Словно древний книжный лист, он рассыпался, облетал, испарялся, оставляя после себя тонкий, горьковатый шлейф. Шкатулка из комода, на дне которой – несколько пожелтевших открыток и пузырек духов, – настоящих, из Парижа, – скажешь ты, вдыхая терпкий аромат – вернее, то, что от него осталось.

Духи, открытки, а еще песенка уличной девчонки – смешная, страстная, трагичная: трам, парам, парам…

Парижа давно нет.

Может, он остался там, на дне комода? Или в бороздках, исцарапанных иглой?

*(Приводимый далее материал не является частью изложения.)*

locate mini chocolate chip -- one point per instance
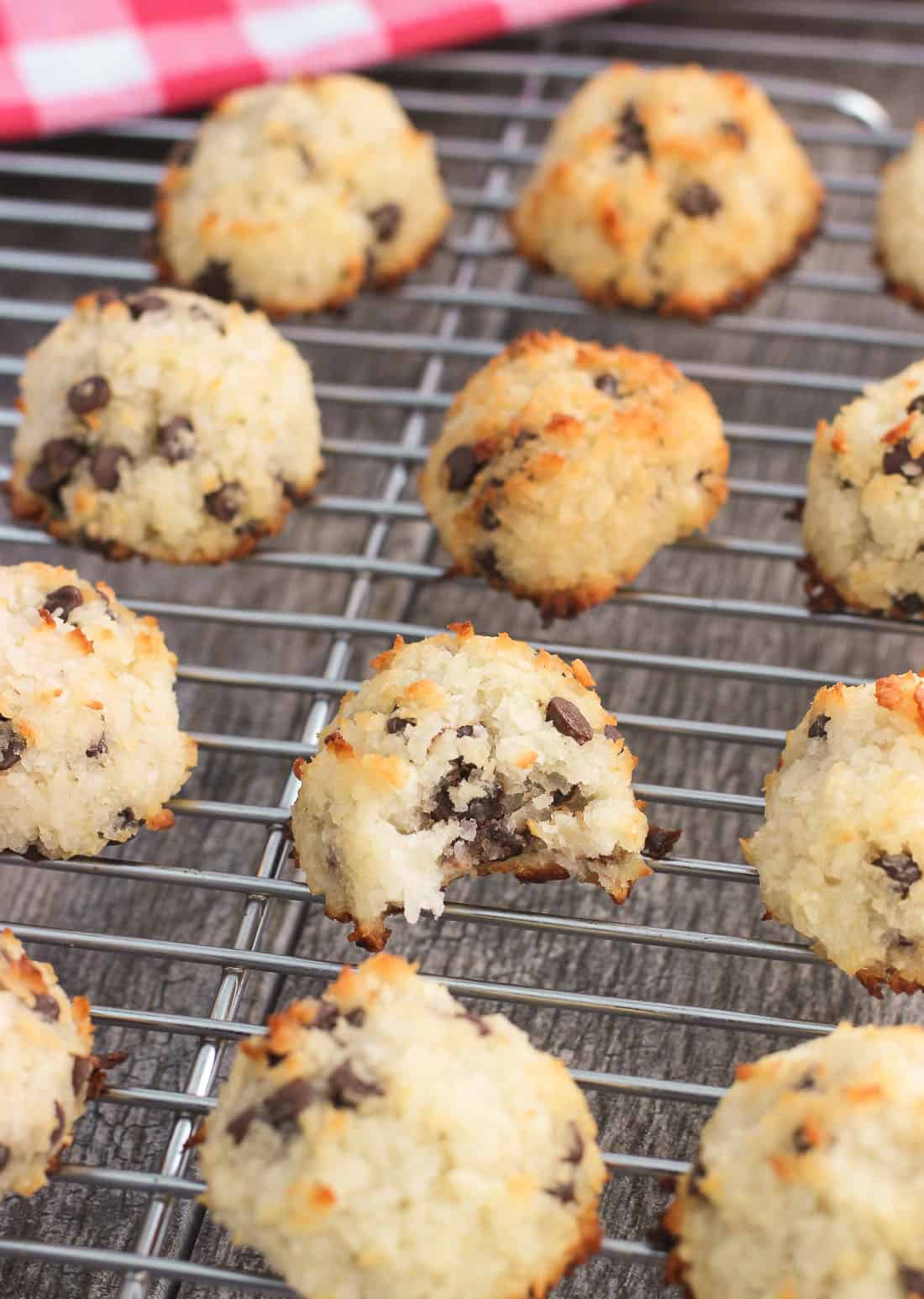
(567, 718)
(57, 1133)
(698, 200)
(575, 1151)
(487, 561)
(12, 744)
(80, 1073)
(909, 604)
(64, 601)
(326, 1016)
(801, 1141)
(819, 728)
(898, 460)
(462, 464)
(386, 221)
(225, 503)
(140, 304)
(900, 868)
(55, 465)
(659, 842)
(283, 1107)
(483, 1030)
(240, 1124)
(214, 281)
(348, 1089)
(912, 1280)
(176, 439)
(107, 466)
(47, 1008)
(90, 394)
(631, 137)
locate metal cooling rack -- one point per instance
(490, 108)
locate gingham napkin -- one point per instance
(66, 64)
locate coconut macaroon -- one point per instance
(45, 1068)
(564, 466)
(900, 221)
(90, 744)
(164, 425)
(864, 523)
(295, 195)
(810, 1175)
(680, 190)
(465, 755)
(340, 1153)
(843, 834)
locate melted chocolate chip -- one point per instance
(57, 1133)
(90, 394)
(898, 460)
(225, 503)
(80, 1073)
(631, 137)
(12, 744)
(143, 302)
(569, 720)
(282, 1108)
(214, 281)
(347, 1089)
(176, 439)
(240, 1124)
(698, 200)
(62, 601)
(462, 464)
(47, 1008)
(107, 466)
(483, 1030)
(900, 868)
(909, 604)
(55, 465)
(659, 842)
(386, 221)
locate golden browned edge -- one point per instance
(29, 508)
(735, 300)
(281, 311)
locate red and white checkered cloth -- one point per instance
(66, 64)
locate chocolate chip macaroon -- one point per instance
(680, 190)
(295, 195)
(90, 739)
(841, 849)
(339, 1149)
(164, 425)
(564, 466)
(465, 755)
(45, 1068)
(809, 1180)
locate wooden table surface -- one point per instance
(881, 59)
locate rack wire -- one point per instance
(365, 568)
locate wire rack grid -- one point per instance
(649, 1006)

Я знаю, они еще живы, все эти прекрасные Мужчины и Женщины, – встречаясь глазами, они все еще ведут свой бесконечный диалог – на прекрасном французском с прекрасным прононсом, – пожалуй, его стоит внести в Красную книгу, как и всю добрую старую Европу вместе с круассанами к утренней чашке кофе, – круассаны есть, мама, и кофе, представь себе, тоже.

Le Mondе в руках пожилого господина в плаще и берете – того самого, с морщинками вокруг водянисто-голубых глаз, – я сразу узнала его, – он долго выбирал круассан, и лицо его было детским, поглощенным важностью момента, беззащитным каким-то, – он окунал булочку в чашку с шоколадом и осторожно пережевывал сладкое тесто – вместе с новостями, улицей, воркующими голубями – вместе с гарсоном-китайцем и гарсоном-алжирцем и еще каким-то человеком в бурнусе и золотых шлепанцах.